The last time I saw PC Plod, he was having a Scanner Darkly moment. Guided by a CCTV dispatcher, he was chasing himself around the streets of a town in Sussex. Every time the operator told him the suspect was round a corner, he ran round it to find it - empty! Because, you know, laws of physics.
Today Constabule Plod has redeemed himself, by raiding the offices of The Sun, a Murdoch rag which although it is pretty insignificant in the overall Murdoch empire, owning as he does Fox and Sky, is the tenth biggest selling paper in the world. It's roundly hated by me and by many people like me. It's what I cut my hating teeth on. It was always a dull paper, largely designed to appeal to the working classes while attempting to gently ease us into stupidity in some Orwellian language-based fashion. After Murdoch bought it in 1969, it became a propaganda machine and entrapped more readers by the use of the famous Page 3 Girls, topless models, sometimes photographed as young as legally possible - on their sixteenth birthday - draped over what passed for news reporting.

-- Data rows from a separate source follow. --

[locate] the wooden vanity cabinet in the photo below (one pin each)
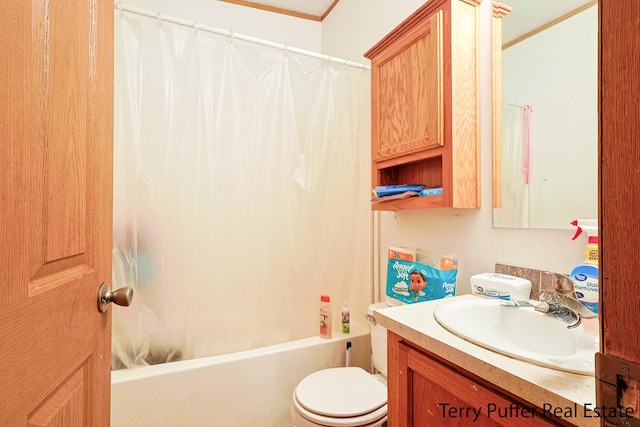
(424, 95)
(427, 391)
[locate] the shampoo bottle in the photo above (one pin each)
(325, 316)
(345, 318)
(585, 275)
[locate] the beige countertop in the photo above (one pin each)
(541, 386)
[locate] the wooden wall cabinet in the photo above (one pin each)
(425, 391)
(425, 110)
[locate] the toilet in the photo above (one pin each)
(349, 396)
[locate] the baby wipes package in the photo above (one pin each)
(413, 276)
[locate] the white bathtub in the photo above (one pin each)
(249, 388)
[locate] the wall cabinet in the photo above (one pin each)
(425, 110)
(426, 391)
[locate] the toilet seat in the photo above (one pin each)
(341, 397)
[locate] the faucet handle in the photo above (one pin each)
(561, 312)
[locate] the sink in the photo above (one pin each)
(521, 332)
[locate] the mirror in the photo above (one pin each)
(546, 155)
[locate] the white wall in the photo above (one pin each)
(351, 29)
(278, 28)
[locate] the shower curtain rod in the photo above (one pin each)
(200, 27)
(511, 104)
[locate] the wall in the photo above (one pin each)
(556, 71)
(350, 30)
(301, 33)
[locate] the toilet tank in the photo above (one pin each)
(378, 341)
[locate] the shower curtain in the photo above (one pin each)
(241, 191)
(516, 167)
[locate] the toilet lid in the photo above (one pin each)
(341, 392)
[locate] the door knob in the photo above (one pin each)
(122, 296)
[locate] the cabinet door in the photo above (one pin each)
(407, 92)
(425, 392)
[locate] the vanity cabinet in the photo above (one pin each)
(424, 390)
(424, 104)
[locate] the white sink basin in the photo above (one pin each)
(521, 332)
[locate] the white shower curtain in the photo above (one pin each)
(516, 167)
(241, 191)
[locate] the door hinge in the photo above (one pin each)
(617, 391)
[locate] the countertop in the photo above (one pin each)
(538, 385)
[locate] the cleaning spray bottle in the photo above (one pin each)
(585, 275)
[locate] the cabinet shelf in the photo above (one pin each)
(424, 105)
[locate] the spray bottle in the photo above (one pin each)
(585, 275)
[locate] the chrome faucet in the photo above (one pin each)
(562, 302)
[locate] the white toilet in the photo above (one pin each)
(346, 396)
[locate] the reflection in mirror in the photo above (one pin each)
(546, 163)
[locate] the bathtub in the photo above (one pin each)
(249, 388)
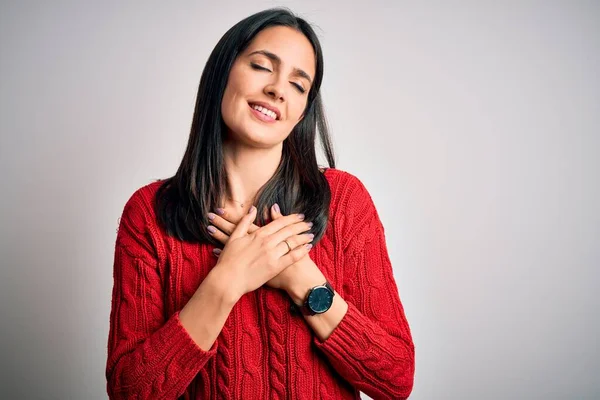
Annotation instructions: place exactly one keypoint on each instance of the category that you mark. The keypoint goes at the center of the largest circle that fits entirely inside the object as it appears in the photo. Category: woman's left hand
(226, 223)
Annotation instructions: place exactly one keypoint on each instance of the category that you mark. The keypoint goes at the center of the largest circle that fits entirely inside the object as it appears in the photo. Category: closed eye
(256, 66)
(300, 88)
(261, 68)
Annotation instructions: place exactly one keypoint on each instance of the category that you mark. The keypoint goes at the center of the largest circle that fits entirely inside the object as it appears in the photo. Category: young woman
(252, 273)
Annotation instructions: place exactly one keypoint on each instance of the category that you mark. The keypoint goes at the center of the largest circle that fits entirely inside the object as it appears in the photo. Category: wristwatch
(318, 300)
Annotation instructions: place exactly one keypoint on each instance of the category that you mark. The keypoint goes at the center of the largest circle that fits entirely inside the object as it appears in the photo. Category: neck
(248, 169)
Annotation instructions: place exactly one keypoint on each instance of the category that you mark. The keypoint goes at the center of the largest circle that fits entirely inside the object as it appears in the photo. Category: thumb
(242, 227)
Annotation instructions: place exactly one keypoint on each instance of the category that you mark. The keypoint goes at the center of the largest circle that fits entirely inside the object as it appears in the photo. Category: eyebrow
(276, 58)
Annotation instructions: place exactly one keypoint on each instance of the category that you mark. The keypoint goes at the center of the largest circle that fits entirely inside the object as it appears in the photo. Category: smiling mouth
(262, 113)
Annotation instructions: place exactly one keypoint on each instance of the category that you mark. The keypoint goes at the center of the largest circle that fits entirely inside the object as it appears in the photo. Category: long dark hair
(183, 201)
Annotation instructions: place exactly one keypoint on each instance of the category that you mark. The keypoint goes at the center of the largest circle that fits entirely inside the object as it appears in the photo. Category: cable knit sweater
(264, 351)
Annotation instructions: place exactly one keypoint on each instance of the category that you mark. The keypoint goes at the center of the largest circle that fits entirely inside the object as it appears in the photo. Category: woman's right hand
(249, 260)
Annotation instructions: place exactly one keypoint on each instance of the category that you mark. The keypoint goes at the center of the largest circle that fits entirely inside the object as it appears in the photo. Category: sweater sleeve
(372, 347)
(150, 355)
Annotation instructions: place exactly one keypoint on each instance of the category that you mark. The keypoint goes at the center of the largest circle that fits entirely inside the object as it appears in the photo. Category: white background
(474, 125)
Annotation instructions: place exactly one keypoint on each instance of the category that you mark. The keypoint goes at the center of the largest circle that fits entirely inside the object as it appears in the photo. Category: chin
(256, 138)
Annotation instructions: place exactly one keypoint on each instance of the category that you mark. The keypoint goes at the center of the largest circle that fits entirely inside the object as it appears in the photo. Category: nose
(275, 90)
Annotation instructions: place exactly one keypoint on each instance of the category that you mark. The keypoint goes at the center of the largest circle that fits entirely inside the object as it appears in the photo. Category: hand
(225, 224)
(251, 259)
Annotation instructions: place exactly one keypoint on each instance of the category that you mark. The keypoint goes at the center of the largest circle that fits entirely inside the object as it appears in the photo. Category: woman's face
(275, 72)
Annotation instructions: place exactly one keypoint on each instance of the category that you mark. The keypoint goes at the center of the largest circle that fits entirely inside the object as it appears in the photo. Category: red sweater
(264, 351)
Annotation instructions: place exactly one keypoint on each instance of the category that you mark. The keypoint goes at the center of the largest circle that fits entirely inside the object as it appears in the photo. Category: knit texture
(264, 351)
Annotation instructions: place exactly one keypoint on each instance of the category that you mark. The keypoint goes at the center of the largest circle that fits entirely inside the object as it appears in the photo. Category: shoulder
(141, 203)
(352, 209)
(138, 227)
(348, 192)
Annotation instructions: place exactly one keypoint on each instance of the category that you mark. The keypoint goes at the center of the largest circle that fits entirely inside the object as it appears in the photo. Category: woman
(217, 291)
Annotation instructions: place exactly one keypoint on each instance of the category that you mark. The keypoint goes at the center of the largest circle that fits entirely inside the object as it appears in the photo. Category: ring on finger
(289, 247)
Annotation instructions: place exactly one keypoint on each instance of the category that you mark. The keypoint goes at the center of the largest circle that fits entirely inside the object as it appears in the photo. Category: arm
(371, 347)
(151, 355)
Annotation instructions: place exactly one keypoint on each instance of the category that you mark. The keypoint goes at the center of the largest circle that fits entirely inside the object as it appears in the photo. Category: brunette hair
(183, 201)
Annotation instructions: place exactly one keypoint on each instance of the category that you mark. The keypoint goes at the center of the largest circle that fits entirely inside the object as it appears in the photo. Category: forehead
(291, 46)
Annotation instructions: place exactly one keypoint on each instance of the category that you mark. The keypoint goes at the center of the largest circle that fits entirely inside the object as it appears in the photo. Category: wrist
(299, 289)
(221, 287)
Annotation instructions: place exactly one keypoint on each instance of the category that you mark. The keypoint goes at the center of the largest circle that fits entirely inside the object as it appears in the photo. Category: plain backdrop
(475, 125)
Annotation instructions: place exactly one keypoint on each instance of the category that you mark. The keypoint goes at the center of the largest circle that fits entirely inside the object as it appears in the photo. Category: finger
(294, 242)
(217, 234)
(280, 223)
(253, 228)
(294, 256)
(221, 223)
(289, 231)
(275, 212)
(242, 227)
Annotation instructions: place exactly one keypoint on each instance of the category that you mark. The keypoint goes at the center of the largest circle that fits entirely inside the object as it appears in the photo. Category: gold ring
(289, 247)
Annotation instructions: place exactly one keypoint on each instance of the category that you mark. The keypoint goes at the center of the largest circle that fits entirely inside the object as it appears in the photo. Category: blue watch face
(320, 300)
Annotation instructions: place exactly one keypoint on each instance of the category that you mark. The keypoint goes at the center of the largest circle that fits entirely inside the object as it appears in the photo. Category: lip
(267, 106)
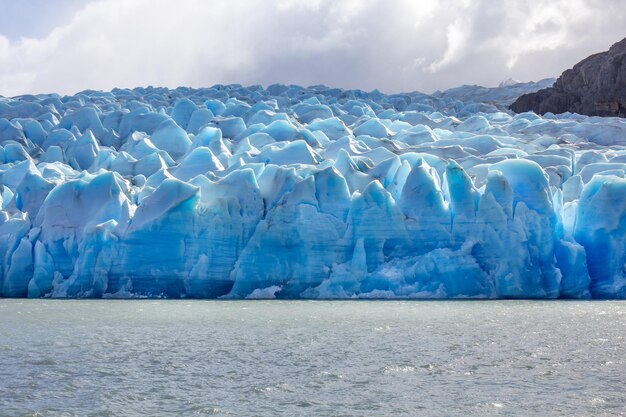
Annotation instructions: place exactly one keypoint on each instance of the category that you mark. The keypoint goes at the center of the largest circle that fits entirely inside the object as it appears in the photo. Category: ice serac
(293, 192)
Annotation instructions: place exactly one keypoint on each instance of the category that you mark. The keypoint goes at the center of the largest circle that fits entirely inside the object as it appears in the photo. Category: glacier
(308, 192)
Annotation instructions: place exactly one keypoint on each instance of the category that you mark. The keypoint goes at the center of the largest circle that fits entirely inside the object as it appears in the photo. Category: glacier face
(311, 192)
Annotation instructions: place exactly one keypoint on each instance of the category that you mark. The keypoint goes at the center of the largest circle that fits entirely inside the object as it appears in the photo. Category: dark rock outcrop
(596, 86)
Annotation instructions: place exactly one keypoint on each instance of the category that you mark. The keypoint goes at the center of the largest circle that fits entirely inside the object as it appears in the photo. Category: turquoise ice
(296, 192)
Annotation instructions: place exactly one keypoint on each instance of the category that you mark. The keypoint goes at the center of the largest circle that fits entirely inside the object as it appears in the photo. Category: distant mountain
(596, 86)
(504, 94)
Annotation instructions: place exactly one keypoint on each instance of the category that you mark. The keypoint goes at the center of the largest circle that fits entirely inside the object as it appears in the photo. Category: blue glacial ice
(315, 192)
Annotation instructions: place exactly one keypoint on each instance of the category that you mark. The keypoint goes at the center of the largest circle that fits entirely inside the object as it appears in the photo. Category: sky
(66, 46)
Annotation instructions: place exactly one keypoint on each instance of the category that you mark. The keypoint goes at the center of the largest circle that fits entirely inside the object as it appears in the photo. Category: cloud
(392, 45)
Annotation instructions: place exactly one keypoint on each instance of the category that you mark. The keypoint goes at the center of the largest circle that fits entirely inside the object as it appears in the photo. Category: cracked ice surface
(307, 192)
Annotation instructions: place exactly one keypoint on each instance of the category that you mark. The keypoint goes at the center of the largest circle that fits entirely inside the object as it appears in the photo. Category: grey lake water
(310, 358)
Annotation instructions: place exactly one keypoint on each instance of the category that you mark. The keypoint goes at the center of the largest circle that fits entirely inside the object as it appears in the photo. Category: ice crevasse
(294, 192)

Two weeks ago, four senior staff at the Sun were arrested on corruption charges. The Daily Mail reports that the deputy editor, the picture editor and several others were arrested yesterday and released on bail. And the paper says that the investigation has "widened" suggesting that there is a suspicion of other kinds of corruption. The DM has a handy timeline of events in the investigations of Murdoch journalists, which has been dragging on since 2007. Possibly this indicates that "agents of the crown" who are bought, stay bought. At least for about five years.
The journos seem to think this is using a sledgehammer to crack a nut - or in newspaper parlance, breaking a butterfly on a wheel - and it probably is. But since it's the Super Soaraway Sun we're talking about here, I can't help smiling.